George Brandis Spent $250 In A London Restaurant On Australian House Wines And Billed Taxpayers

Senator George Brandis, Attorney General & Minister for the Arts Getty / Quinn Rooney

When Arts Minister and Attorney-General George Brandis spent $1100 wining and dining “key UK senior arts representatives” at a dinner for four in a posh London restaurant earlier this year, he did his best to be patriotic, ordering three bottles of white by famed NSW family winemakers Tyrrell’s.

Taxpayers picked up the meal’s £627 tab, which included £228 – around $AU408 – on alcohol, but despite the seemingly high cost, no-one can accuse the senator of being profligate, since he essentially ordered an everyday drinking “house” wine. But even by London standards, you could argue he was had paying £43 – about $83 – a bottle for a Hunter Valley wine that costs $25 at a Brisbane pub.

Tyrrell’s Moore’s Creek semillon-sauvignon blanc is “on premise” only – not available to the public – and designed as a house wine for restaurants and pubs. The current vintage is 2014 and it’s made “ready for immediate consumption”. The senator and his three guests enjoyed the 2010 at Massimo Restaurant and Oyster Bar in the 129-year-old Corinthia Hotel on the corner of Northumberland Avenue and Whitehall Place.

It’s “a lively, fresh wine, characterised by the grassy aromas of the sauvignon blanc with clean lemon citrus semillon flavours on the palate,” says Tyrrell’s, a major wine exporter, in its tasting notes. The grapes are sourced from the Hunter and Barossa valleys.

Tyrrell’s says the Moore’s Creek offers “a range of popular taste profiles that are designed to match a vast array of cuisines and food styles”.

A bottle of Moore’s Creek at Brisbane’s Hotel LA in Petrie Terrace would set the Queensland senator back just $25. The minister could take the key British arts representatives on a Captain Cook Cruise around Sydney Harbour and drink the same wine for $39.
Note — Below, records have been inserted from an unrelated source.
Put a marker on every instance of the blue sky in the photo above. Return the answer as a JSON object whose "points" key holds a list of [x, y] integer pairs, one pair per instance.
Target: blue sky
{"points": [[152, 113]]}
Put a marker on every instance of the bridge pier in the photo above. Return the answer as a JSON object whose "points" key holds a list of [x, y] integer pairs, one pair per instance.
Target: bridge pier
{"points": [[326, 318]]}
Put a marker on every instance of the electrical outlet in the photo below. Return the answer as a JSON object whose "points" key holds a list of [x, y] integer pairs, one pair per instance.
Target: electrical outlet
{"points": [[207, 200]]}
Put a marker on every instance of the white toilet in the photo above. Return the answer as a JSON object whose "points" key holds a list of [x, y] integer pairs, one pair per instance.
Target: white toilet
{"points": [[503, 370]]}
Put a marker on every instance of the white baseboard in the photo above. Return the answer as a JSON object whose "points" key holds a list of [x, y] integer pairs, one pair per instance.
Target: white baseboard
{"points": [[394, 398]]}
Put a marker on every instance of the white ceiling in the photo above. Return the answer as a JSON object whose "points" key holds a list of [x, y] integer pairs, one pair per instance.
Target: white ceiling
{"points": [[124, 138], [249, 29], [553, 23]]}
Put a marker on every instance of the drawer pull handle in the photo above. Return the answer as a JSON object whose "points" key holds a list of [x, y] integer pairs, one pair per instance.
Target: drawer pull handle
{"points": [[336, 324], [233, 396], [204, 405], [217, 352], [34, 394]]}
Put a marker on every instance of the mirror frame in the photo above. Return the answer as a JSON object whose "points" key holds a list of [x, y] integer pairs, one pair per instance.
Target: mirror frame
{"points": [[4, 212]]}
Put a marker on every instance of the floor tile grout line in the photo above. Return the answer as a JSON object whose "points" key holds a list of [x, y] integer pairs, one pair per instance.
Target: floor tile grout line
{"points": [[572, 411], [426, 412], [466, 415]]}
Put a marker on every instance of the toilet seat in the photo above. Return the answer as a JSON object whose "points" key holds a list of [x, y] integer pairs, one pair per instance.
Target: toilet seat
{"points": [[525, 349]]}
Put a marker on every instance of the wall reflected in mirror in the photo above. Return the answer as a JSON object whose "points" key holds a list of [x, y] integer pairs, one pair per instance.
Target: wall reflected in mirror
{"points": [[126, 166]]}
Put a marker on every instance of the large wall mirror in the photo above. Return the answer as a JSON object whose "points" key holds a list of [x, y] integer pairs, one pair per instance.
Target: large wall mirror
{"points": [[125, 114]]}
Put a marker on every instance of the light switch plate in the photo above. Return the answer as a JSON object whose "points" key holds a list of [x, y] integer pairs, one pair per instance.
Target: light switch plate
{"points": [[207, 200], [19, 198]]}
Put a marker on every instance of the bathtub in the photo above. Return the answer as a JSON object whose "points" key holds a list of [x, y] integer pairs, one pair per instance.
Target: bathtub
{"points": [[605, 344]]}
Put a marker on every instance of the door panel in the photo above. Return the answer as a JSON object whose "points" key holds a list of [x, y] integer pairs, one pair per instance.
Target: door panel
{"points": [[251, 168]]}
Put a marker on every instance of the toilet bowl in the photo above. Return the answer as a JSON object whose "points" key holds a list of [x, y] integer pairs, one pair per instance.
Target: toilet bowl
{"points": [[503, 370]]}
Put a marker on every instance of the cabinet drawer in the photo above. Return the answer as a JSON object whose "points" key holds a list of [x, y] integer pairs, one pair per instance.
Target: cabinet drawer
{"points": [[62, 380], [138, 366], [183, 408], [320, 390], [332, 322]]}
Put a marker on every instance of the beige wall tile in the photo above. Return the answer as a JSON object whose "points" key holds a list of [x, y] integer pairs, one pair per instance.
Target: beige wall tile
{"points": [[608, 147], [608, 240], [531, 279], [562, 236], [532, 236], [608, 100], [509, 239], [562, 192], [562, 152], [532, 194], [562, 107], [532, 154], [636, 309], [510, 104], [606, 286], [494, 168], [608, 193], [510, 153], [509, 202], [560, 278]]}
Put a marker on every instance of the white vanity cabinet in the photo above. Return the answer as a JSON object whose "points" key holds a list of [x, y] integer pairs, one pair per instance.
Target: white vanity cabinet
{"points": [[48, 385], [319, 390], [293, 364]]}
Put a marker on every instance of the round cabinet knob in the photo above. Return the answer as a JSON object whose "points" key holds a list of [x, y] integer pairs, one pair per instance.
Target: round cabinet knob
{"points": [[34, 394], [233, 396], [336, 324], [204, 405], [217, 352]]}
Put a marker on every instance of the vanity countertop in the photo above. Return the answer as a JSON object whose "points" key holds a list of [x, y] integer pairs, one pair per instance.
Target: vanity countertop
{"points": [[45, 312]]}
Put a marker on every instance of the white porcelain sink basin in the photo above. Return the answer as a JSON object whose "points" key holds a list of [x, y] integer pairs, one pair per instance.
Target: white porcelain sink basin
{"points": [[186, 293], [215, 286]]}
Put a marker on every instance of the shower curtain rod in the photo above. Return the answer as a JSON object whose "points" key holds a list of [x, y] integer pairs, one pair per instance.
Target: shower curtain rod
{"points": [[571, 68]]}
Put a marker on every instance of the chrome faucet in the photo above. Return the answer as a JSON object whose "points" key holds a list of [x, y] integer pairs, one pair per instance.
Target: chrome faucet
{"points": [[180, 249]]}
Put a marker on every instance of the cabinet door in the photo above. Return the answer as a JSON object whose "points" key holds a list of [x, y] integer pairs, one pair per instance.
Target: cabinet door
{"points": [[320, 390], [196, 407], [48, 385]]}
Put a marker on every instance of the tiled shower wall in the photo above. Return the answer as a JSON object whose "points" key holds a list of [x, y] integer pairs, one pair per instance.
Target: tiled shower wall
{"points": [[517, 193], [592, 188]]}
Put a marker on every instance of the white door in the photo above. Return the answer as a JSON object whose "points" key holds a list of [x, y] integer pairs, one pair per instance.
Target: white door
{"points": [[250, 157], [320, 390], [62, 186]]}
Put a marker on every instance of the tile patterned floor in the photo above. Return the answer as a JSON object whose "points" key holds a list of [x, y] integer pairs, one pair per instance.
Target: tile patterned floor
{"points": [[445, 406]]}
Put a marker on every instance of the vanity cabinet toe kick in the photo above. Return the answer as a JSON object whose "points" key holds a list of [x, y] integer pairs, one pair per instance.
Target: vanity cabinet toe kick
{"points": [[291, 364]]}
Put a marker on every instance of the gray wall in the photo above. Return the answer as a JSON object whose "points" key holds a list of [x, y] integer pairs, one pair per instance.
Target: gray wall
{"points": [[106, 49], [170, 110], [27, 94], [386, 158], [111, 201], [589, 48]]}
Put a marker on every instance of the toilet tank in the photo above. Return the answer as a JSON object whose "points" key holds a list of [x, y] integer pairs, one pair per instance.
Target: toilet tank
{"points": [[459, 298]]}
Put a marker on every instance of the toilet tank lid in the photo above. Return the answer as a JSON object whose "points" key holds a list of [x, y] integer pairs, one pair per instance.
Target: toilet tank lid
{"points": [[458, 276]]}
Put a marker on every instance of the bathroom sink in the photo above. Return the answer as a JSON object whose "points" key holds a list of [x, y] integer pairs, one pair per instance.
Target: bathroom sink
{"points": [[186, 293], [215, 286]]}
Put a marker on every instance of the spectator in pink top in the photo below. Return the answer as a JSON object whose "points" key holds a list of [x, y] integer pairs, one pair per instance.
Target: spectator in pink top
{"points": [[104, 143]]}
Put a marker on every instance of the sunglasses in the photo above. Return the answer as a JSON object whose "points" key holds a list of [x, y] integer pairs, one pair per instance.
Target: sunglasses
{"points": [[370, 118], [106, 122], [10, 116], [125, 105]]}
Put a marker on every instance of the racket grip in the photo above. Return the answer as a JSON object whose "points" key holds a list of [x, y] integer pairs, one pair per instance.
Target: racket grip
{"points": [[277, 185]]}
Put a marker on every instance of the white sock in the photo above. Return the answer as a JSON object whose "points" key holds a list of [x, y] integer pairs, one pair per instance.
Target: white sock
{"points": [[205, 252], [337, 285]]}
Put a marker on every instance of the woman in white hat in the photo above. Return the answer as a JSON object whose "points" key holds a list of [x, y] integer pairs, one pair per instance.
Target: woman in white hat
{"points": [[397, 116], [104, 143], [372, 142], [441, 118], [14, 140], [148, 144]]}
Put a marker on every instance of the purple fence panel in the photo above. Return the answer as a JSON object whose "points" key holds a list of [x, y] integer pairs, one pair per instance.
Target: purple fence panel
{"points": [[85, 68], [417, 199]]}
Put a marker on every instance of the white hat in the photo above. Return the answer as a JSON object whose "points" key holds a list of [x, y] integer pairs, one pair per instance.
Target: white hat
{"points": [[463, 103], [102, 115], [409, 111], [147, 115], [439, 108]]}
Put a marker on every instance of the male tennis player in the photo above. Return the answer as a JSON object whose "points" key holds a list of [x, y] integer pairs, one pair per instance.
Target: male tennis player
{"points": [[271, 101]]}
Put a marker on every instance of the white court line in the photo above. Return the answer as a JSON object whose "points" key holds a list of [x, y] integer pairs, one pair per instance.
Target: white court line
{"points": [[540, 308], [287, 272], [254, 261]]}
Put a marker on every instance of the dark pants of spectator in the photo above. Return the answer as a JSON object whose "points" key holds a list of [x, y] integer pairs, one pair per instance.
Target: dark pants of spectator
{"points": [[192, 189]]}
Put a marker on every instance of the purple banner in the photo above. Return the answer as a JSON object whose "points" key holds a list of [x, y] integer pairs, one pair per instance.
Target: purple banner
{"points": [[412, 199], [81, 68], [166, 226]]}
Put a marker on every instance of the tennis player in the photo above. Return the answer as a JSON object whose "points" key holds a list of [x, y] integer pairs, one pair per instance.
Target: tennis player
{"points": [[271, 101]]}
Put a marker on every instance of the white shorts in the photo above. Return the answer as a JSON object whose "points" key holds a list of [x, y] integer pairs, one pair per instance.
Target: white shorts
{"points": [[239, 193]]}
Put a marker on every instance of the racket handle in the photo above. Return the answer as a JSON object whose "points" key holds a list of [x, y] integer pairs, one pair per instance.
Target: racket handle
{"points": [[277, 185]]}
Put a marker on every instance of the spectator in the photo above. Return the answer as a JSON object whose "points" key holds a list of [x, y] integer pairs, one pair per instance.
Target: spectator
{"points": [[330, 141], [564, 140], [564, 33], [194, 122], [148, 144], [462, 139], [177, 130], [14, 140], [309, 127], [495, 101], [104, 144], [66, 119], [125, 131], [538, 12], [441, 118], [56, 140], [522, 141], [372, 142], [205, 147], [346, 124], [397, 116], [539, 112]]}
Business Insider estimates the wine would cost an Australian restaurant around $10 a bottle. Massimo’s also has Tyrrell’s Old Winery Chardonnay, which sells locally at Dan Murphy’s for $11 – $10.50 by the half dozen – on its wine list for £45 ($86.50) while the only other Australian wine on the list is by 4-star Riverina producer Berton Estate, an Eden Valley chardonnay which sells at cellar door for $17, for £47 ($90).

The Tyrrell’s Old Winery range sells in London bottle shops for less than £7 – around $AU13.

Fairfax Media reported the details of taxpayer-funded dinner today, the result of a freedom of information request by the ALP, who branded the April 4 dinner’s cost as “obscene” coming at a time when treasurer Joe Hockey, called on everyone to do the “heavy lifting” to repair the budget deficit.

A spokesman for Senator Brandis told Fairfax Media “It’s usual practice for senior cabinet ministers to host dinners for important stakeholders within their portfolios.”

Along with three bottles of Tyrrell’s white wine, the group also enjoyed glasses of Laurent-Perrier champagne and a 500ml, £69 bottle of Vin Santo, an Italian dessert wine from Tuscany’s famed Chianti region.

In a 2011 review of Massimo’s, The Independent’s Tracey MacLeod concluded:

In keeping with Massimo’s Monopoly board location you need Monopoly money to eat there. We stepped out into the night, in classic foreign-city fashion, knowing we’d probably never return. Not so much the restaurant of your dreams, after all, as the in-your-dreams restaurant.